At the AFT’s Black History Month telephone town hall Feb. 23, Black activists, educators and scholars joined AFT President Randi Weingarten in a discussion that chose to celebrate the history and triumphs of the Black community by leaning in on the actual work that still must be done.
First recognizing our responsibility as educators, school staff, healthcare professionals, public employees and even members of families and communities to learn the country’s shared history, Weingarten named the nation’s reckoning with racial justice as an opportunity to face uncomfortable truths about enslavement, institutionalized white supremacy and the pain that has been inflicted on Black communities. Echoing the Rev. William Barber and the Poor People’s Campaign, she suggested that after the cruelty and intolerance of the past presidential administration, this must be a “new era of reconstruction.”
This is a moment, said Schott Foundation for Public Education President John Jackson, to remind the Biden administration that the wealth of this nation was built on the annihilation of Native American people, enslavement that provided the United States with over a century of free labor, the 1848 cession of Mexican land and a New Deal that locked out Black people from home ownership and other wealth-building mechanisms available to white Americans.
“It is time to press for a racial equity stimulus package,” said Jackson. “I don’t think that as a racial equity and racial justice community, we should work from a scarcity of resources frame when the resources are there. We should advocate that the federal government use those resources to address racial disparity.”
And, asked Weingarten, what should we do when we’re not “100 percent happy with everything that gets done?”
“Make them do what we pushed for them to do when we pushed for them to be elected,” answered Jackson. While elected officials have “very powerful positions … ultimately the power rests with the people,” he continued. “That’s something our ancestors have always known. When Lyndon B. Johnson had the position, Dr. King and others had the power, and it was because of them activating that power they were able to move the 1964 Civil Rights Act.”
Education is always key to the fight for equity, said Larry Carter, president of the Louisiana Federation of Teachers and a vice president of the AFT. As a young teacher, he turned down an opportunity to teach in England and instead went to work near a public housing development in New Orleans. “I honed my skills teaching young African American males who were getting suspended at alarming rates,” he said, telling them that a football or basketball career could be upended by injury, but “no one can take away education.” With a philosophy of “each one reach one,” he has worked for years to involve more Black men in education—as teachers and as engaged parents.
These sorts of efforts are crucial to moving away from racist constructs like the ones Dominique Day described as ubiquitous not only in the United States but around the world. “We are swimming in the evident legacy of enslaved Africans and colonialism,” said Day, who is the chair of the United Nations Working Group of Experts on People of African Descent and a member of the New York State United Teachers.

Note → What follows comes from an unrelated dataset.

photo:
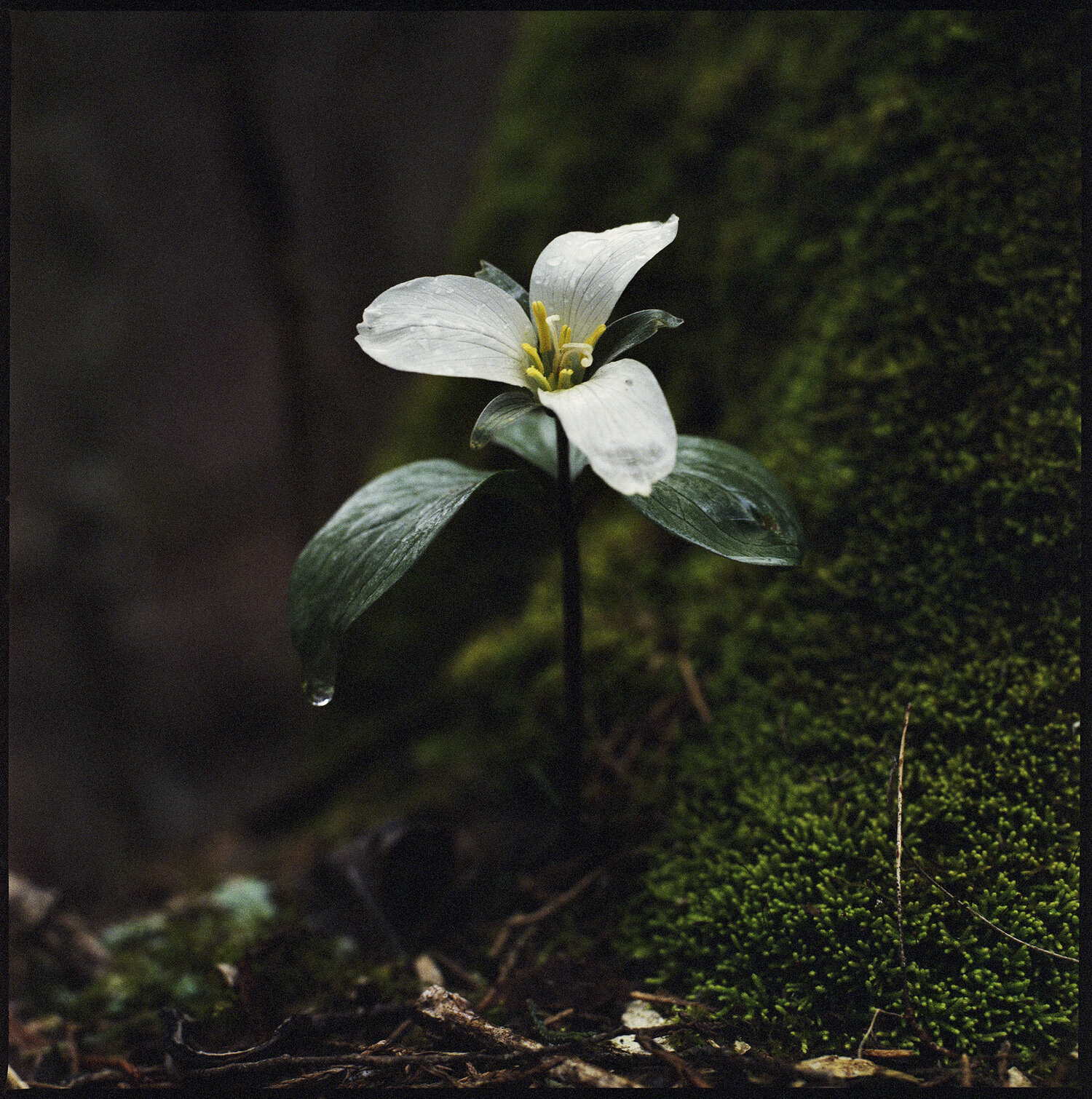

She noted that many societal systems were initially set up “to justify atrocity” and wound up shaping our modern global economy. Although we’ve alleviated the grossest offenses, she said, “the ideas, mindsets and legacies of exploitations still persist.”
Now the world is watching, said Day: After the murder of George Floyd and the violence at the Capitol building, other countries are finding the United States’ grappling with a way forward “deeply relevant” to their own experiences.
Among those forging the way ahead is Rep. G. K. Butterfield (D-N.C.), who described the immense effort to pass an equitable recovery bill through Congress. “The Congressional Black Caucus is ready to join hands with you and fight the battles we have in front of us,” said Butterfield, a past chair of the CBC. “Don’t you believe for one minute that the war is over. We have people in this country who want to bring down public education.”
Weingarten cheered him on and said AFT members have been advocating for the American Rescue Plan and will continue to work toward its passage.
Aside from federal legislation, what else can we do to move the country forward? “The Biden administration can set a new tone and even provide some guidance,” suggested Jackson, who also noted that states can make a real difference: New Jersey recently passed the Amistad legislation requiring more robust coverage of history in schools. And, noted Day, state legislation just passed requiring that the 1921 Tulsa massacre on “Black Wall Street” be taught in Oklahoma schools.
Change comes from many quarters, noted Day, who credits the HBO series “Watchmen” for teaching viewers about Black resistance. “What does it look like to be strategic on all fronts?” she asked.
Unions can partner with parents, civic organizations and churches to improve curriculum. Conversations like the ones Carter helped set up between white Teach for America teachers and Black teaching veterans in New Orleans can vastly increase cultural understanding.
Weingarten agreed, noting the potential of the union to move the nation forward. “The union should not just be about fighting for wages and hours,” she said; it should also include community building and embrace an antiracist agenda.